All I have left to do is to scan and send my certs off, and then I’ll be waiting for Gaba to let me know if they are going to hire me after all. I want to go to Japan to teach. I want to fly. I want to reach my dreams. This is the road I have chosen, this is the road I’m taking. Now that it’s so close, I’m terrified of it coming true. There’s so much left in this life, so much more things to do…

My parents were lecturing me yesterday on my life. Me and my brother both, but especially me because I think I’m a big disappointment to them. In the past five years I’ve held at least 3 jobs, and now I’m currently jobless. To them, I’m unstable; I’m heading down the same path my father and two of his brothers have taken, that of being unemployed for the sake of principles. He doesn’t want me to float and struggle to survive as how he has had to. I think, to an extent, he feels obligated to my mother that I not end up the same way, that a woman has to support the family, or that I have to depend on someone else to survive.

“Your principles won’t mean anything when you need to eat,” he reminds me.

Not that I have any intention of letting myself get that far. Starving is painful, and it’s not something you subject to your family. It’s especially not something you do voluntarily (fasting is a completely different issue in this case). No, it comes down to the fact that he and my mother wish a stable job for myself, a job where I don’t have to worry about being fed with a roof over my head.

“Where will you be when you’re forty? After your time in Japan, then what? Don’t tell me you want to be like your father, nothing!” This was a term my father and mother both used to describe my dad, that he was nothing after all this time. He’s still struggling to make ends meet, still struggling to find a way to survive. My mom is paying off the bills that were incurred when my father went into business.
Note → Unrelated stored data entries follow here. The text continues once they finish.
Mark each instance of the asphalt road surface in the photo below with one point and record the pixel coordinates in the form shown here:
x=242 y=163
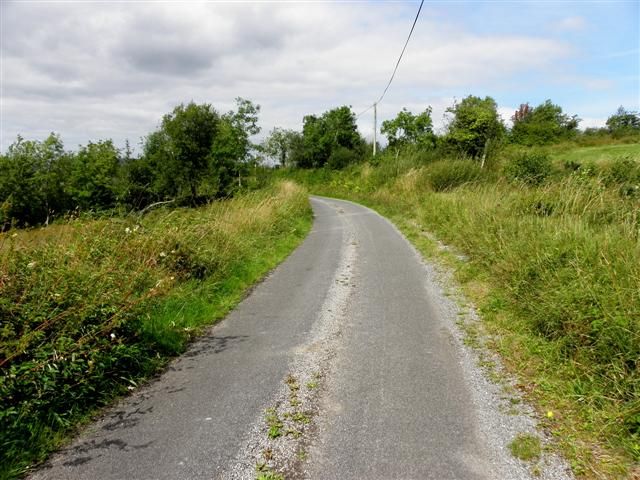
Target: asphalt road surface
x=352 y=305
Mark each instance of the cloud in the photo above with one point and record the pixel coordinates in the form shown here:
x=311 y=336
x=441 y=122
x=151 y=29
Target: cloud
x=571 y=24
x=92 y=71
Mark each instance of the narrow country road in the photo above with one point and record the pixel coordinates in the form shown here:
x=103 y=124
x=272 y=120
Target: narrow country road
x=353 y=333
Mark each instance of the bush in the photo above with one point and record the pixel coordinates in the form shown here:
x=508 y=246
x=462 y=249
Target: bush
x=448 y=174
x=341 y=157
x=622 y=170
x=529 y=167
x=89 y=307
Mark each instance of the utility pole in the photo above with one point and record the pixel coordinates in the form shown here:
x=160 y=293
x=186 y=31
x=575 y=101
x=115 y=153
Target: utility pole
x=375 y=127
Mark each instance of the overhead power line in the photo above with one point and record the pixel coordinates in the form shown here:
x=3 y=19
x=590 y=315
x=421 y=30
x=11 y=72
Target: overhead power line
x=401 y=54
x=415 y=20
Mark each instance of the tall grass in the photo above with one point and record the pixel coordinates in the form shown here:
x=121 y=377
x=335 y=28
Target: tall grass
x=88 y=308
x=554 y=266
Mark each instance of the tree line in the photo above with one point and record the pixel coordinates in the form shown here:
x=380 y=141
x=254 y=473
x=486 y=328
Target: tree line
x=474 y=130
x=198 y=154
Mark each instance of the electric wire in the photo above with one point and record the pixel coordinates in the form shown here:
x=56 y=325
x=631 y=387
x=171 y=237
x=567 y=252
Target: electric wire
x=397 y=63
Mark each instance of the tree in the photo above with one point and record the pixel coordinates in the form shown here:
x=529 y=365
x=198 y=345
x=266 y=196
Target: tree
x=323 y=135
x=280 y=144
x=179 y=151
x=410 y=129
x=33 y=184
x=232 y=151
x=95 y=178
x=543 y=124
x=474 y=126
x=623 y=122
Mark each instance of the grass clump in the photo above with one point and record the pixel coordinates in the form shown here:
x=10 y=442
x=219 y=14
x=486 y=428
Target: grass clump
x=530 y=167
x=446 y=175
x=525 y=447
x=89 y=308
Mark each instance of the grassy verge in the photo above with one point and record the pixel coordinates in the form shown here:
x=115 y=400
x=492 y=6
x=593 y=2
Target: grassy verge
x=553 y=264
x=88 y=309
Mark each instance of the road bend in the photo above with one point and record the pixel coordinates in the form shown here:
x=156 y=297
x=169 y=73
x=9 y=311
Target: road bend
x=394 y=402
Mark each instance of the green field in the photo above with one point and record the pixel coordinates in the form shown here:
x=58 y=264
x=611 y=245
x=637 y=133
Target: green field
x=552 y=262
x=91 y=308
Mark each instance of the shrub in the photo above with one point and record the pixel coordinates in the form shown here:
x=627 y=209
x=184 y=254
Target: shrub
x=341 y=157
x=448 y=174
x=622 y=170
x=529 y=167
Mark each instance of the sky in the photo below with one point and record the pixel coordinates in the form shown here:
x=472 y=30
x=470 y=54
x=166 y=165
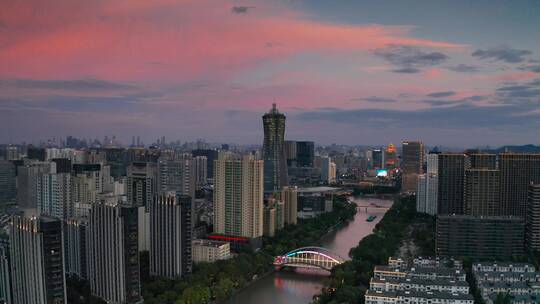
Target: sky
x=452 y=73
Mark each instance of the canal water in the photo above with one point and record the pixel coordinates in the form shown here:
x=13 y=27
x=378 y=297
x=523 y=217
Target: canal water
x=299 y=287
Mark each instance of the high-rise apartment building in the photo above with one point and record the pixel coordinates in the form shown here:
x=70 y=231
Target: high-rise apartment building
x=210 y=250
x=8 y=189
x=289 y=196
x=518 y=171
x=432 y=163
x=305 y=152
x=377 y=159
x=275 y=166
x=53 y=195
x=483 y=161
x=289 y=147
x=142 y=183
x=480 y=237
x=481 y=193
x=177 y=175
x=211 y=156
x=113 y=253
x=426 y=193
x=238 y=196
x=451 y=182
x=201 y=170
x=76 y=251
x=269 y=220
x=412 y=164
x=170 y=230
x=328 y=170
x=37 y=260
x=27 y=178
x=532 y=227
x=5 y=272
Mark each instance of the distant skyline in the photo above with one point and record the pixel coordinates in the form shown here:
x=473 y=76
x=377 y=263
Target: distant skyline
x=451 y=73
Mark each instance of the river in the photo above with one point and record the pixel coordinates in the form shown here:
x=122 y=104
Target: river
x=299 y=287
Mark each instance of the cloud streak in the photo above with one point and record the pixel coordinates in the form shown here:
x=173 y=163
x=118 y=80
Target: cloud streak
x=502 y=53
x=410 y=59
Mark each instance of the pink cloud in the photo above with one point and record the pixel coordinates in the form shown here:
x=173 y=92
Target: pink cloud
x=168 y=41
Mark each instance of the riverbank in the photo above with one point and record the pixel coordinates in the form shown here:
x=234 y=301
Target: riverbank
x=348 y=281
x=299 y=286
x=216 y=282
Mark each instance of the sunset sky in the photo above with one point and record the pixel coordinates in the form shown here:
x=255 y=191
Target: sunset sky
x=457 y=73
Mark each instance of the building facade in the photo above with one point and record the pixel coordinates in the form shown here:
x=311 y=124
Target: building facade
x=451 y=180
x=518 y=171
x=142 y=183
x=289 y=196
x=412 y=164
x=480 y=237
x=209 y=251
x=532 y=227
x=275 y=165
x=76 y=250
x=113 y=253
x=482 y=192
x=37 y=260
x=170 y=231
x=238 y=196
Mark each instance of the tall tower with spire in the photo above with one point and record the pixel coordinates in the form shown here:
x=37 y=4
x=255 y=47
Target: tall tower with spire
x=275 y=167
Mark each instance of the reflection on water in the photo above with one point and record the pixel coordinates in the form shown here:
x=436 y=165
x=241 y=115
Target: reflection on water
x=301 y=285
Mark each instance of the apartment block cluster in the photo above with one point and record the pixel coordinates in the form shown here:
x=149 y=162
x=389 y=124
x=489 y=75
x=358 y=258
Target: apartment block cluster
x=424 y=280
x=520 y=281
x=487 y=205
x=87 y=213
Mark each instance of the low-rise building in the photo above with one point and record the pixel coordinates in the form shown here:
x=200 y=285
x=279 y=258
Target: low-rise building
x=412 y=297
x=428 y=273
x=210 y=250
x=425 y=280
x=415 y=284
x=519 y=280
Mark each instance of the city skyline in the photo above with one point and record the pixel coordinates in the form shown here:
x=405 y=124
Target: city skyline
x=357 y=72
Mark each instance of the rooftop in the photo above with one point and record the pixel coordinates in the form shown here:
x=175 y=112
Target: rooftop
x=421 y=294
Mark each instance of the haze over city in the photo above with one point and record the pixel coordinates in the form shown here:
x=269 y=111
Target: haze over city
x=457 y=74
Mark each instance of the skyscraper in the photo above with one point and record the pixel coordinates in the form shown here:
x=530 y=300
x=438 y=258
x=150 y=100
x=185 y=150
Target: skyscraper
x=412 y=164
x=377 y=159
x=328 y=170
x=305 y=151
x=275 y=166
x=289 y=196
x=113 y=253
x=170 y=230
x=37 y=260
x=201 y=170
x=177 y=175
x=211 y=156
x=76 y=254
x=483 y=160
x=8 y=189
x=27 y=178
x=142 y=183
x=451 y=183
x=53 y=195
x=238 y=196
x=5 y=272
x=481 y=192
x=518 y=171
x=532 y=226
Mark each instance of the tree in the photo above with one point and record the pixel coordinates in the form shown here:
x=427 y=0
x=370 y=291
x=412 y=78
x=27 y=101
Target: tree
x=503 y=298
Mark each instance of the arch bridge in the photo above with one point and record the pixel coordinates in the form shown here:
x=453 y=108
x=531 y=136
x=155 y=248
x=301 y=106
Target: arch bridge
x=309 y=257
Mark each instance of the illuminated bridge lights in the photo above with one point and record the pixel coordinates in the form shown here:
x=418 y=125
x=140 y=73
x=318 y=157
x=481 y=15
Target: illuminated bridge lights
x=309 y=257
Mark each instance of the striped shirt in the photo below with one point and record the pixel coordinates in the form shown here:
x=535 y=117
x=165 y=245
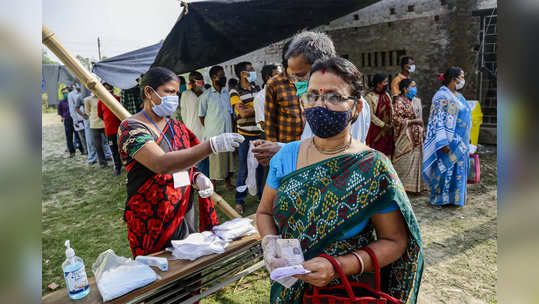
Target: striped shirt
x=284 y=119
x=242 y=97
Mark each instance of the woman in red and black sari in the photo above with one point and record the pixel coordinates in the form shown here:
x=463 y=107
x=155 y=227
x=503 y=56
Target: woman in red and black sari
x=160 y=156
x=380 y=136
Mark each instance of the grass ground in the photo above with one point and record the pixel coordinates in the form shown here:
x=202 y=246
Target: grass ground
x=85 y=204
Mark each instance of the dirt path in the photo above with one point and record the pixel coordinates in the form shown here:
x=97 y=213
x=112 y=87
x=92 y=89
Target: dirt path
x=459 y=243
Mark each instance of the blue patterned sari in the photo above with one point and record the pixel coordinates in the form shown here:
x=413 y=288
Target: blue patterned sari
x=449 y=124
x=320 y=203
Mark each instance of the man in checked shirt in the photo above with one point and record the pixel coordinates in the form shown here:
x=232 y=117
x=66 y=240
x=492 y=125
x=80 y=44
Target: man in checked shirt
x=284 y=118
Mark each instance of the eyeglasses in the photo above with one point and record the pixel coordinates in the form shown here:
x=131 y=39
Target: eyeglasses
x=309 y=99
x=295 y=78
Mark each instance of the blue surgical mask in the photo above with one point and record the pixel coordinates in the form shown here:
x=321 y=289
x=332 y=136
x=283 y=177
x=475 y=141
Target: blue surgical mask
x=327 y=123
x=252 y=77
x=301 y=87
x=168 y=105
x=412 y=92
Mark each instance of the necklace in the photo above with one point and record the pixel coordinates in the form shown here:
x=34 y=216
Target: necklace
x=333 y=151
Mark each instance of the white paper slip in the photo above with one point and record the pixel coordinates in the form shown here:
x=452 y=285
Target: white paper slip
x=287 y=271
x=181 y=179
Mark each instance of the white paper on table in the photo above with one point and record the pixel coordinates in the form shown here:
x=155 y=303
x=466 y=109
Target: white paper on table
x=287 y=271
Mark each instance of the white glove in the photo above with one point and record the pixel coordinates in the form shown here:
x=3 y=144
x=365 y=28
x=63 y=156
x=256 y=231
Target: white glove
x=226 y=142
x=269 y=248
x=205 y=187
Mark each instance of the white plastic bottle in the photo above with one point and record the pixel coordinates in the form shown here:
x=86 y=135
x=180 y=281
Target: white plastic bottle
x=75 y=275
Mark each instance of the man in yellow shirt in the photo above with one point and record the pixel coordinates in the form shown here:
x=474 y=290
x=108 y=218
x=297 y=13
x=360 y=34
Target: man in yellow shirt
x=242 y=101
x=407 y=67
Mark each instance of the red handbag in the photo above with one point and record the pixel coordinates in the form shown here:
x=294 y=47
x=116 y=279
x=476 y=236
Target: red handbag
x=345 y=293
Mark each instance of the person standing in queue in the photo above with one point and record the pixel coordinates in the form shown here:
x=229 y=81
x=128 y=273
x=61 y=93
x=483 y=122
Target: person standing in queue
x=160 y=156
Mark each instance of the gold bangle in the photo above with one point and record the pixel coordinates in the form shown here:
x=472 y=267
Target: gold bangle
x=360 y=259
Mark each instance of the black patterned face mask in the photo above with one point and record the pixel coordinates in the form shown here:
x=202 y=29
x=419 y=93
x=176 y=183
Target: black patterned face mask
x=327 y=123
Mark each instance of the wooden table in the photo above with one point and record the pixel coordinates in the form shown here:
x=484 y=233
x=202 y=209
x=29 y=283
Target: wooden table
x=210 y=272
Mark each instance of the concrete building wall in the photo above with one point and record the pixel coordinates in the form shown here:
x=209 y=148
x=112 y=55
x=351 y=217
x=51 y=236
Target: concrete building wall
x=436 y=33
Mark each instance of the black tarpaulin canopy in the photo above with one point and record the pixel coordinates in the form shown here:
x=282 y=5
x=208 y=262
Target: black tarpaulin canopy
x=122 y=71
x=209 y=32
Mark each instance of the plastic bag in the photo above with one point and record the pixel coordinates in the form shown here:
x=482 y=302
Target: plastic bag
x=117 y=275
x=197 y=245
x=252 y=164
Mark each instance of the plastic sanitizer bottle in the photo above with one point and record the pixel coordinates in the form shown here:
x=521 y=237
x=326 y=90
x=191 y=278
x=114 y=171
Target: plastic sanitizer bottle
x=75 y=275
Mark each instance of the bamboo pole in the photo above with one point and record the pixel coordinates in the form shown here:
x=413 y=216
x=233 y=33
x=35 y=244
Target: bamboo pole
x=82 y=74
x=50 y=41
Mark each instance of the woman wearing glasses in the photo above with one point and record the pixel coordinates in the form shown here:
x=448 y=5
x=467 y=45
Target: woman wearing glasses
x=332 y=193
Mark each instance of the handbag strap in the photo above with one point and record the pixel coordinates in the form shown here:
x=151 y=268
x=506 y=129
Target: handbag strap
x=343 y=277
x=376 y=266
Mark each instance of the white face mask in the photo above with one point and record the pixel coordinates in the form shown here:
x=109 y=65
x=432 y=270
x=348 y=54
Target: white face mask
x=460 y=84
x=168 y=105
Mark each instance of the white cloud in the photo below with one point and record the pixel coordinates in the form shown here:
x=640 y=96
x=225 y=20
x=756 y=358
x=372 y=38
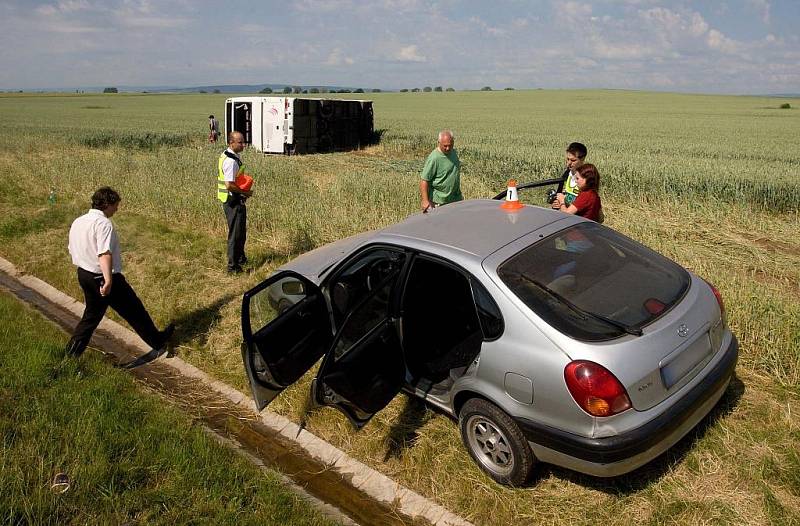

I told my mother the answers that she did not want to hear. That everything I was doing now was to prevent those from happening. But I did not tell her the true reason. Why do I want to travel? Why not just get a “stable” job and sit with a company for about 10 years or so? Make my way up the career ladder? What they want for me is what every parent of their generation wants for their children; they wanted their kids to earn enough money to have a nice roof over their heads, money for education, and money for a good car and the occasional holiday. Perfectly normal and sane dreams, except for one single fact.

This is not what I want.

I don’t want a safe life. That is not for me. I want a life where I can tell stories to my children, stories to my nephew and nieces, stories to tell the next generation. I don’t want a life where the past is forgotten, where the only time it is brought up is so that it can be used to put another person down. I don’t want a life where I would feel embarassed by my life’s choices. I don’t want a life where I censor myself simply because it’s not something that’s normally done.

That is not the life for me.

I have big dreams. Big in the sense that it is probably something my family, extended and close, have never really thought about. My grandparents have travelled around the four corners of the globe. They’ve been to Europe, China, the US and New Zealand. My godfather has gone beyond that. My eldest cousin and his wife have been to the UK. The rest of the family? Many are content to simply sit in Malaysia, or to travel to Singapore and Thailand when the church takes them. Or if the mood does so.

That is not what I want.

My grandmother, if nothing else, has a wanderlust. My grandfather was a railway master. They both loved to travel, to see new things, to explore places. My grandmother never complained about having to move house multiple times when she was younger. My grandfather enjoyed taking the few minutes walk down to the local coffee shop (kopitiam) to socialise with his friends. Whether my parents realised it or not, when they put me in my grandparents’ care, I became more like my grandparents than I did my parents.

But that’s a story for another time.